‘Of course I knew,’ Hazel said, surprised.

‘But you didn’t tell us.’

‘I suppose I forgot. I never thought of her as a woman who’d had breast cancer and she didn’t either. Hardly ever spoke of it any more. Just got on with her life.’

‘It must have been a shock when she first discovered it. She’d have been in her early forties.’

‘True. Women are getting it younger and younger it seems. But I didn’t know her when she was first diagnosed. She looked me up when she was already in treatment. I think that happens a lot. Old friends become more important. We hadn’t kept in touch after high school but she suddenly called and came down. It was as though no time had passed. She was weak from the chemo but as lovely as ever. She looked like her eighteen-year-old self, only bald and that only made her more beautiful. It was strange. I sometimes wonder whether chemotherapy doesn’t take people almost to another world. So many seem so peaceful. Their faces become smooth, their eyes shine. Madeleine almost glowed.’

‘Sure she wasn’t having radiation?’ Nichol asked.
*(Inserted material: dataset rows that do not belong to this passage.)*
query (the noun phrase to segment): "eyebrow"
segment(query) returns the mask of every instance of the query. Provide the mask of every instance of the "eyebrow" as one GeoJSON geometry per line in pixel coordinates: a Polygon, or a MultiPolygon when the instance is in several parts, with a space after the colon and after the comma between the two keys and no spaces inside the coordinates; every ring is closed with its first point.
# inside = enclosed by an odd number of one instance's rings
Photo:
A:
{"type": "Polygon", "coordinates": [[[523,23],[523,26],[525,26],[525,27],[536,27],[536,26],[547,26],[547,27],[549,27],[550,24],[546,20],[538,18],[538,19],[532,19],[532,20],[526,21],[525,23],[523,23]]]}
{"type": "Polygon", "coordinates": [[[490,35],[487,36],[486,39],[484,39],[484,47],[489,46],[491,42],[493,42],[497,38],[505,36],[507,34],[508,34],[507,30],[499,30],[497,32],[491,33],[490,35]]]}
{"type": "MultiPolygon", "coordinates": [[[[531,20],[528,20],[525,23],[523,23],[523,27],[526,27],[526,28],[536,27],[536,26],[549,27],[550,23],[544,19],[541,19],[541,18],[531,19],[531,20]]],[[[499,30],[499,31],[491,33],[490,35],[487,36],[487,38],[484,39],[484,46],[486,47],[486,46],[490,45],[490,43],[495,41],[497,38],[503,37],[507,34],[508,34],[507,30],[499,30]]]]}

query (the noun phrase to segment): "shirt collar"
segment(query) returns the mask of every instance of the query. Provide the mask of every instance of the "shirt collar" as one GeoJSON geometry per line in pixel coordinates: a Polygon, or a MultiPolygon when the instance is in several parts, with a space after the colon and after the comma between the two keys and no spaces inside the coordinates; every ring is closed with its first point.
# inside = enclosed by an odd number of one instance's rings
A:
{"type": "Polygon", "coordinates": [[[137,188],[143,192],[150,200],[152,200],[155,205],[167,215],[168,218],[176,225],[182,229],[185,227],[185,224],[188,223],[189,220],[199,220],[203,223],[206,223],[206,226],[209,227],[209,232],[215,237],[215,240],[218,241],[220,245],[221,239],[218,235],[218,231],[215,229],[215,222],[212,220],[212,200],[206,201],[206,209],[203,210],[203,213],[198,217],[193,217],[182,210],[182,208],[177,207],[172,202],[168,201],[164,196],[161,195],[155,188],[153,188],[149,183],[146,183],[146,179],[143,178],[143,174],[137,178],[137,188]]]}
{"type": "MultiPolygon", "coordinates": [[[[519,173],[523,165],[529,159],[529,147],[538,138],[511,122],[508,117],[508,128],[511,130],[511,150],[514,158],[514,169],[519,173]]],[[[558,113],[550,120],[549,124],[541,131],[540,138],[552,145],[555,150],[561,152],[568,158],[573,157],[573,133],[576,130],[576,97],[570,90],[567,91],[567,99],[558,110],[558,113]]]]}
‘Agent Nichol,’ Beauvoir barked. He could feel the stone he’d found by the Bella Bella and put in his pocket yearning to fly. To smash bone, to grind into that head until it hit her tiny, atrophied brain. And replace it. And who would know the difference? ‘That was uncalled for.’

‘It was only a joke.’

‘It was cruel, Agent Nichol, and you know the difference. Apologize.’

Nichol turned to Hazel, her eyes hard. ‘I’m sorry.’

‘That’s all right.’

Nichol knew she’d gone too far. But she’d been told to. To aggravate, to upset, to unsettle the team, that was her job.

For the sake of the Surete she was willing to do this. For her boss, whom she adored and loathed, she’d do this. Looking at Inspector Beauvoir’s handsome face, engorged and enraged, she knew she’d succeeded.

‘Madeleine went back to Montreal and finished her chemo,’ continued Hazel after an awkward silence. ‘But she came out every weekend after that. She wasn’t happy in her marriage. There weren’t any children, you know.’

‘Why was she unhappy?’

‘She said they just grew apart. She also thought it possible he couldn’t deal with a successful wife. She excelled at everything she did, you know. Always had. That was just Madeleine.’ Hazel looked to Beauvoir like a proud mother. He thought she’d be a good mother. Kind and caring. Supportive. And yet she’d raised that spoiled child upstairs. Some kids, he knew, were just ungrateful.

‘It must be hard,’ said Hazel.

‘What must be?’ Beauvoir had become lost in his own thoughts.

‘Being around someone who was always successful. Especially if you’re insecure. I think Mad’s husband must have been insecure, don’t you?’

‘Do you know how we can find him?’

‘He’s still in Montreal. Francois Favreau’s his name. Nice man. I’ve met him a few times. I have his address and phone number if you like.’

Hazel got up from the kitchen table and went over to a chest of drawers. Opening the top drawer she rummaged through it, her back to him.

‘Why did you go to the second seance, Madame Smyth?’

‘Madeleine asked me to,’ Hazel said, moving papers around in the drawer.

‘She asked you to the first and you didn’t go. Why the second?’

‘Found it.’ Hazel turned round and handed an address book to Beauvoir who handed it to Nichol. ‘What did you ask, Inspector?’

‘The second seance, madame.’

‘Oh, yes. Well it was a combination of things, as I remember. Madeleine actually seemed to have a good time at the first. Said it was silly, but in an amusement park kind of way. You know, the way we used to scare ourselves with the roller coaster and the haunted house? It sounded like fun and I kind of regretted missing the first.’

‘And Sophie?’

‘Well that was a given from the start. A bit of excitement in this burg, as she calls it. Sophie was excited about it all day.’

Hazel’s animated face fell, slowly. Beauvoir could chart the memory of that night as it made its way across Hazel’s face until the memory of Madeleine alive became the memory of Madeleine dead.

‘Who would want to kill her?’ Beauvoir asked.

‘No one.’

‘Someone did.’ He tried to make it soft and gentle, as Gamache would, but even to his own ears the words sounded like an accusation.

‘Madeleine was,’ Hazel moved her hands gracefully in front of her, as though conducting or gently mining the air for words, ‘she was sunshine. Every life she came into she brightened. Not because she tried. I try.’ Hazel’s hand now pointed to the casserole regiment. ‘I run around trying to help people, without even being asked. And I know that can be annoying. Madeleine made people feel better just by spending time with them. It’s hard to explain.’